To this end, as shown in FIG. 6, a decision block J is inserted in FIG. 4 to determine whether the load is greater than a. When the load is not greater than the threshold a, the flow goes to block K where a determination is made as to whether or not the load limit value at which the nonlinear correction is added is less than the lever output. If the answer is yes, then load limit ± nonlinear correction is output (block L). If the answer is no, the lever output is the output (block M).

The nonlinear correction amount is also determined from the actual measurement. For example, if the descent rate correction value is taken as b at threshold a, the correction value is expressed as (aX) K + b, where a is the threshold load, X is the measured load, and K is It is a modifier.

As described above, the limit control amount is modified by moving the entirety of the limit table even when there is a change in the pressure sensor or the like, so that the control device of the present invention has excellent response characteristics and ensures an accurate maximum descending speed.

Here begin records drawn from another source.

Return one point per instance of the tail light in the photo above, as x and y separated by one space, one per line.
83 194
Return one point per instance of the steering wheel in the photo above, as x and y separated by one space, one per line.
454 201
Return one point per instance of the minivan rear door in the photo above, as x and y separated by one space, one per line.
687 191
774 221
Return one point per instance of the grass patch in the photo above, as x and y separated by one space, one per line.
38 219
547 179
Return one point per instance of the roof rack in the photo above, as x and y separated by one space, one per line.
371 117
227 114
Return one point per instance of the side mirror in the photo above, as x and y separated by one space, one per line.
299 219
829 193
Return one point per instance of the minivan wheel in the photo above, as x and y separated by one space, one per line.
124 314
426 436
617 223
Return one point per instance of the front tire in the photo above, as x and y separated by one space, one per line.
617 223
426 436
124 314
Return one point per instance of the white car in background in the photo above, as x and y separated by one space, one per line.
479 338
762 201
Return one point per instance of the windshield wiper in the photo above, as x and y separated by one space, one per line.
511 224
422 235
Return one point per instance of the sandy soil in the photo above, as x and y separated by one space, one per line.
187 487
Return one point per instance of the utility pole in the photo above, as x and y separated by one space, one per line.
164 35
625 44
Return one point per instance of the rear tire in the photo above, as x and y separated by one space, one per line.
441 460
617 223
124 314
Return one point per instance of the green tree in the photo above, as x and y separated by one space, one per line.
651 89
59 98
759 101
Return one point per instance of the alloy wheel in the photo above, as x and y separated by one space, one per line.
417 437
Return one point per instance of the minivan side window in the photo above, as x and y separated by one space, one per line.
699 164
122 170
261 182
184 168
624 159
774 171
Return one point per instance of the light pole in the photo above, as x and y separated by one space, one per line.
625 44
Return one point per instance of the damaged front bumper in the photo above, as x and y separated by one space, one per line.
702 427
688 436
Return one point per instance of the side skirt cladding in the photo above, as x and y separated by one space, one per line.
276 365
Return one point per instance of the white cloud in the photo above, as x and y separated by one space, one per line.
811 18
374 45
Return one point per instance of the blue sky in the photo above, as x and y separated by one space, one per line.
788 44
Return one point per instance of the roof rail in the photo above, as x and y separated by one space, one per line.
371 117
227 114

In addition, even when the limit table is partially changed by the load, the threshold is set and the nonlinear correction is partially made, so that a more accurate maximum descending speed can be obtained.

Claims (3)

In the control apparatus of the working machine, in which the controller 10 controls the hydraulic apparatuses 1 and 8 that execute a function by the operation input of the work lever 9a, 9b, the controller 10 controls the amount of the work. Means for adjusting the limit control amount according to the oil pressure detected by the oil pressure sensor 17 disposed in the oil pipe line 16 in the oil pressure device 1, 8 when outputted according to the opening degree of the gear levers 9a, 9b ( 101) and correction means 105 for modifying the limit control amount by adding or subtracting the table of limit control amounts (parallel) so as to coincide with the measured value. Control of working machine. 2. The correct load threshold is set when the limit control amount is corrected by moving the table of limit control amounts, and the correction value is changed according to a determination result whether or not the load is greater than the threshold value. Control equipment for working machines. 3. The control apparatus of a work machine according to claim 2, wherein the output value is an output of the work machine lever when the load is greater than a specific threshold value, and the output value is a load limit value + a correction value when the load is less than the threshold value.